Within a reasonable time after the issuance or transfer of uncertificated stock, the Company shall send to the registered owner of thereof a written notice that shall set forth the name of the Company, that the Company is organized under the laws of the state of Delaware, the name of the stockholder, the number and class (and the designated series, if any) of the shares represented, and any restrictions on transfer or registration of such shares of stock imposed by the Company’s articles of incorporation, these Bylaws, any agreement among stockholders or any agreement among shareholders of the Company.
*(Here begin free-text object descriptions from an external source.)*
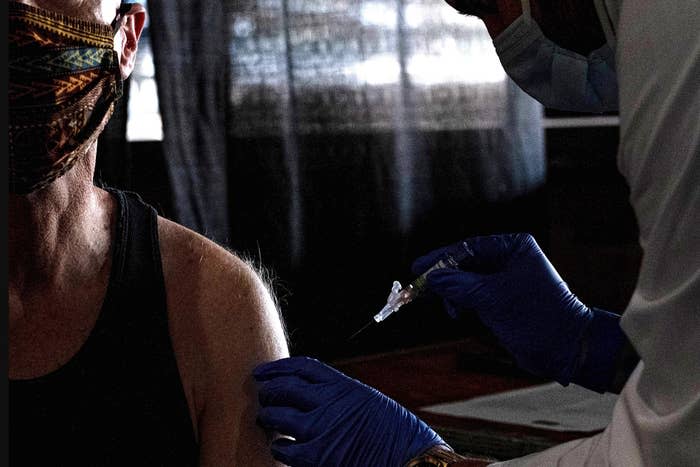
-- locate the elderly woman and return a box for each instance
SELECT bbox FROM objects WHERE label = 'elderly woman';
[9,2,288,465]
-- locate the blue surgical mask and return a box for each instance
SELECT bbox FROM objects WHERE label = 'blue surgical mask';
[493,0,619,113]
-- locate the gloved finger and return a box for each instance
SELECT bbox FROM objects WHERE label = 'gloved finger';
[270,438,316,467]
[439,234,528,273]
[426,268,487,307]
[258,376,318,412]
[257,406,313,441]
[411,244,458,275]
[462,233,537,272]
[254,356,333,383]
[412,236,505,275]
[414,233,535,276]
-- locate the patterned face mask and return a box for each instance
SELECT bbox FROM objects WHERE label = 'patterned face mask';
[8,2,133,194]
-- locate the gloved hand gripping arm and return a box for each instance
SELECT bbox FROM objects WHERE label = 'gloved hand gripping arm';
[413,233,637,393]
[254,356,464,467]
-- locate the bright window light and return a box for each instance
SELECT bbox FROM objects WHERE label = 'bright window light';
[126,0,163,142]
[344,54,401,85]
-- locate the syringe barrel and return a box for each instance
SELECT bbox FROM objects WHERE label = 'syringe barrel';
[409,256,459,296]
[372,249,466,325]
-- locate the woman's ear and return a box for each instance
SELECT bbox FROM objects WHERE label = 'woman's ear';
[116,3,147,79]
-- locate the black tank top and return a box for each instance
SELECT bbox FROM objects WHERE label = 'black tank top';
[9,190,199,466]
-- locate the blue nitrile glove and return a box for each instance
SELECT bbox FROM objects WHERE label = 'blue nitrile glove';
[253,356,444,467]
[412,233,626,392]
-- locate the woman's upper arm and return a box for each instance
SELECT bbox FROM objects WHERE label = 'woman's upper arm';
[196,252,289,466]
[158,218,289,465]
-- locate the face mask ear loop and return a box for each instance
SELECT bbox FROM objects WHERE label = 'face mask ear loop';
[521,0,532,25]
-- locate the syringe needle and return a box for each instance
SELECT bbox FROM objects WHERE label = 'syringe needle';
[348,320,374,341]
[349,253,467,342]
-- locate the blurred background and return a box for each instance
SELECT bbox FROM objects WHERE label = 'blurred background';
[96,0,641,362]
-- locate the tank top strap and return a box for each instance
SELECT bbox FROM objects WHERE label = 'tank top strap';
[104,188,164,303]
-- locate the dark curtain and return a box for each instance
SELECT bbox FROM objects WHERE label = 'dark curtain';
[147,0,230,244]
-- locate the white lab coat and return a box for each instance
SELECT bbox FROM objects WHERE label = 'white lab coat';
[493,1,700,465]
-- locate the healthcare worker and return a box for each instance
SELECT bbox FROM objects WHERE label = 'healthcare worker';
[254,0,700,465]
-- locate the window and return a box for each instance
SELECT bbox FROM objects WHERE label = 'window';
[126,0,163,142]
[229,0,510,136]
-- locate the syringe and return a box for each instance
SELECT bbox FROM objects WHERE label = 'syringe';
[372,256,459,323]
[349,243,472,340]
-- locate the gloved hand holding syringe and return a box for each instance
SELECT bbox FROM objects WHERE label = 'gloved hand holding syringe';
[349,241,474,340]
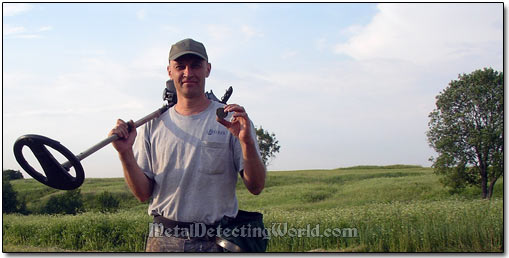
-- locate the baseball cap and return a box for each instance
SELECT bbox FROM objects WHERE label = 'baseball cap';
[169,38,208,62]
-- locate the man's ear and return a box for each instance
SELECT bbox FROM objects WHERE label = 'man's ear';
[206,62,211,78]
[167,65,172,79]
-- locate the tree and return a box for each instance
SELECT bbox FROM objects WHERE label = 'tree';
[255,126,281,166]
[3,180,18,213]
[2,179,28,214]
[427,68,503,199]
[3,169,24,180]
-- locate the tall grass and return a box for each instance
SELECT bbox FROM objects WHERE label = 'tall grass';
[3,210,151,252]
[3,166,504,252]
[3,199,502,252]
[262,199,503,252]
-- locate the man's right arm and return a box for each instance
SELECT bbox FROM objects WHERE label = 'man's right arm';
[110,119,153,202]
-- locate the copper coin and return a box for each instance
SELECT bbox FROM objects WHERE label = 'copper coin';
[216,107,228,119]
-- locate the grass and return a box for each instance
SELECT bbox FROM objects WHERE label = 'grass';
[3,166,504,252]
[3,244,77,252]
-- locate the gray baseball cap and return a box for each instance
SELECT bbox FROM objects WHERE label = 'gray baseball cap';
[169,38,208,62]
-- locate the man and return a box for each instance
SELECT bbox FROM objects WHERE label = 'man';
[109,38,266,252]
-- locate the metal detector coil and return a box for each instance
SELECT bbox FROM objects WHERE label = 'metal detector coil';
[13,80,233,190]
[13,134,84,190]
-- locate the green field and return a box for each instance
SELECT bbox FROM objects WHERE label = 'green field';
[3,165,503,252]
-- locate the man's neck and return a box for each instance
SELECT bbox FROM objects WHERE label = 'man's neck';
[174,95,211,116]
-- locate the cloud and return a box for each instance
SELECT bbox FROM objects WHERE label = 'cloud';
[3,24,52,38]
[4,56,152,119]
[129,45,170,79]
[3,53,165,178]
[3,24,26,35]
[4,103,144,118]
[3,3,502,175]
[241,25,263,40]
[335,3,502,65]
[3,3,32,16]
[228,4,502,171]
[339,24,364,37]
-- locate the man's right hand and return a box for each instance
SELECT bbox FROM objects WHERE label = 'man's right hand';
[109,119,137,154]
[109,119,152,202]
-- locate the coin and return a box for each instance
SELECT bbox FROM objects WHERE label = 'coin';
[216,107,228,119]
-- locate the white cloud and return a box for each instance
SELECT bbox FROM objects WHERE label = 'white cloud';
[3,3,32,16]
[335,3,502,65]
[4,103,144,119]
[339,24,363,36]
[4,24,52,38]
[3,4,503,175]
[129,45,170,79]
[241,25,263,40]
[3,24,25,35]
[4,55,159,122]
[219,60,438,171]
[226,4,502,171]
[3,54,163,178]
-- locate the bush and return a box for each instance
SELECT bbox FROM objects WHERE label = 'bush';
[2,180,28,214]
[3,169,24,180]
[3,180,18,213]
[94,191,120,213]
[42,189,84,215]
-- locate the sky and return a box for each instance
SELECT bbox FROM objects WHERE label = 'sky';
[2,3,504,179]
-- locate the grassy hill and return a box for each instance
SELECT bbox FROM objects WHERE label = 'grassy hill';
[3,166,503,252]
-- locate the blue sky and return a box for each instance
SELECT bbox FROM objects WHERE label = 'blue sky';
[3,3,503,178]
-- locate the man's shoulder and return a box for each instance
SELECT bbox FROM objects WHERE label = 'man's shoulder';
[139,108,170,133]
[209,100,226,109]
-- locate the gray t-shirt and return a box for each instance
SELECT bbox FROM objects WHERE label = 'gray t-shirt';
[133,100,259,225]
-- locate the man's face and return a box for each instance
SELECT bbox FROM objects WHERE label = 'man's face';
[168,54,211,99]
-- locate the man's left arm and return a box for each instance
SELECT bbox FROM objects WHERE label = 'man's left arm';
[217,104,266,195]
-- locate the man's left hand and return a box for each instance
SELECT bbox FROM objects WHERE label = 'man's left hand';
[216,104,254,145]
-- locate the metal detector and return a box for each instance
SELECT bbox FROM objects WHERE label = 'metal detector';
[13,80,233,190]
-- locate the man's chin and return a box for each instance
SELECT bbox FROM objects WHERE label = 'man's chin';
[180,89,205,99]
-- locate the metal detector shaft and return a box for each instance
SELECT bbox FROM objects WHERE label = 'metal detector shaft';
[61,105,169,170]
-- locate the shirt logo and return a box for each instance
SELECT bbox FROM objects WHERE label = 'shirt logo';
[208,129,226,136]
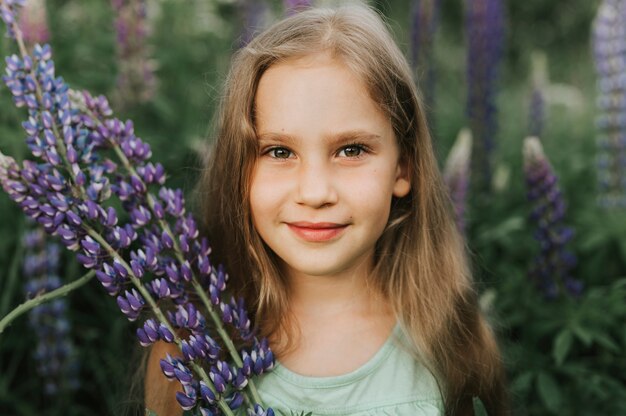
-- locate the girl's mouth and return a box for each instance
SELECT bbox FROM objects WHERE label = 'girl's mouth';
[286,222,348,242]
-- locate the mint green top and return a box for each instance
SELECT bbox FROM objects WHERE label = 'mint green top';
[252,322,444,416]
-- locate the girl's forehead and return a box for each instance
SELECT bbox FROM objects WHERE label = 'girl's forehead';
[252,49,397,144]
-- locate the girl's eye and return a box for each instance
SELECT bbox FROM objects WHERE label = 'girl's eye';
[338,144,366,158]
[267,147,292,159]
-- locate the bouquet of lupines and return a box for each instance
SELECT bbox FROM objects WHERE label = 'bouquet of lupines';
[592,0,626,208]
[22,227,79,396]
[0,1,274,414]
[443,128,472,234]
[523,137,582,299]
[465,0,505,191]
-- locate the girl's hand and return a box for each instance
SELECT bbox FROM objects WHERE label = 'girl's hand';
[145,341,184,416]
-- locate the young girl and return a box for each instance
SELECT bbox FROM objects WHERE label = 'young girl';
[146,4,509,415]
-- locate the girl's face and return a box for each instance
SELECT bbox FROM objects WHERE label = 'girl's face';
[250,52,410,280]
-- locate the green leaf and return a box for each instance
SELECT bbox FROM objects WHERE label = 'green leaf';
[145,409,158,416]
[592,332,620,352]
[473,396,488,416]
[536,372,562,413]
[511,371,534,394]
[553,330,573,366]
[571,325,593,346]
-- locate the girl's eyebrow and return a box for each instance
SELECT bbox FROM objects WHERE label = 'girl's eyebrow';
[257,130,382,144]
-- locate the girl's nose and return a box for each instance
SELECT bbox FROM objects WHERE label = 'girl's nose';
[294,160,338,208]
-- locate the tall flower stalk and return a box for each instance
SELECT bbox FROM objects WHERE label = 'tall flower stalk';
[443,128,472,234]
[22,227,79,395]
[465,0,505,192]
[409,0,441,112]
[523,137,582,298]
[110,0,157,109]
[592,0,626,208]
[0,1,274,414]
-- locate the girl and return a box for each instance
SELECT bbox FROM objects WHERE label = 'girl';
[146,4,509,415]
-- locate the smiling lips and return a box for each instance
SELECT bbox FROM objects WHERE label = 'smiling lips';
[286,222,348,242]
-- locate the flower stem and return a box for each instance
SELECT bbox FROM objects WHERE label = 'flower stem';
[0,269,95,336]
[0,219,24,318]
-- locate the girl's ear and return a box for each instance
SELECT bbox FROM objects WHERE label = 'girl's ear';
[393,157,411,197]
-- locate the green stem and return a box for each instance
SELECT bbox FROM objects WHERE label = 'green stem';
[0,219,24,318]
[0,269,95,336]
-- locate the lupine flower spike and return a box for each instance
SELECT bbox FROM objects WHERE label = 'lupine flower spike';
[592,0,626,208]
[443,128,472,234]
[409,0,441,111]
[528,51,548,138]
[23,227,79,395]
[523,137,582,298]
[465,0,505,191]
[0,1,273,414]
[110,0,157,108]
[283,0,312,16]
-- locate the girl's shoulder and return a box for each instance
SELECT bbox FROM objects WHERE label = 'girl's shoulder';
[253,322,444,416]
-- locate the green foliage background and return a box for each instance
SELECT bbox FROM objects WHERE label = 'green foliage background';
[0,0,624,415]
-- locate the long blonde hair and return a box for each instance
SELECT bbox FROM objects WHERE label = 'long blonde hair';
[198,4,508,414]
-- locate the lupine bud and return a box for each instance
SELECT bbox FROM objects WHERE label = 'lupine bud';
[176,384,197,410]
[523,137,582,298]
[199,380,217,404]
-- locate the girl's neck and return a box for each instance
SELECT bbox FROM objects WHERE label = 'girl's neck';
[285,261,387,321]
[271,265,396,376]
[287,258,380,320]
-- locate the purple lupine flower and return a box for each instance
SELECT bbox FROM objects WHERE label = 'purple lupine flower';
[22,227,79,395]
[409,0,441,110]
[443,128,472,234]
[237,0,268,48]
[248,404,276,416]
[18,0,49,45]
[592,0,626,208]
[1,5,273,413]
[110,0,156,107]
[283,0,312,16]
[523,137,582,298]
[465,0,505,191]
33.Lost, Stolen or Destroyed Certificates. The Secretary may direct (i) a new certificate or certificates or (ii) or uncertificated shares in place of any certificate or certificates previously issued by the Company to be issued in place of any certificate or certificates theretofore issued by the Company alleged to have been lost, stolen, or destroyed, upon the making of an affidavit of that fact, satisfactory to the Secretary, by the person claiming the certificate of stock to be lost, stolen or destroyed. As a condition precedent to the issuance of a new certificate or certificates or uncertificated shares, the Secretary may require the owners of such lost, stolen or destroyed certificate or certificates to give the Company a bond in such sum and with such surety or sureties as the Secretary may direct as indemnity against any claims that may be made against the Company with respect to the certificate alleged to have been lost, stolen, or destroyed or the issuance of the new certificate.
34.Transfer. Stock of the Company will be transferable in the manner prescribed by applicable law and in these Bylaws. Transfers of stock will be made on the books of the Company only by the person named in the certificate or by such person’s attorney lawfully constituted in writing and upon the surrender of the certificate therefor, properly endorsed for transfer, or proper evidence of succession, assignation or authority to transfer and payment of all necessary transfer taxes; provided, however, that such surrender and endorsement or payment of taxes shall not be required in any case in which the officers of the Company shall determine to waive such requirement. Every certificate exchanged, returned or surrendered to the Company shall be marked “Cancelled,” with the date of cancellation, by the Secretary or Assistant Secretary of the Company or the transfer agent thereof. Upon the receipt of proper transfer instructions from the registered owner of uncertificated shares, such uncertificated shares shall be cancelled and the transaction recorded on the books of the Company. No transfer of stock will be valid as against the Company for any purpose until it has been entered in the stock records of the Company by an entry showing from and to whom transferred.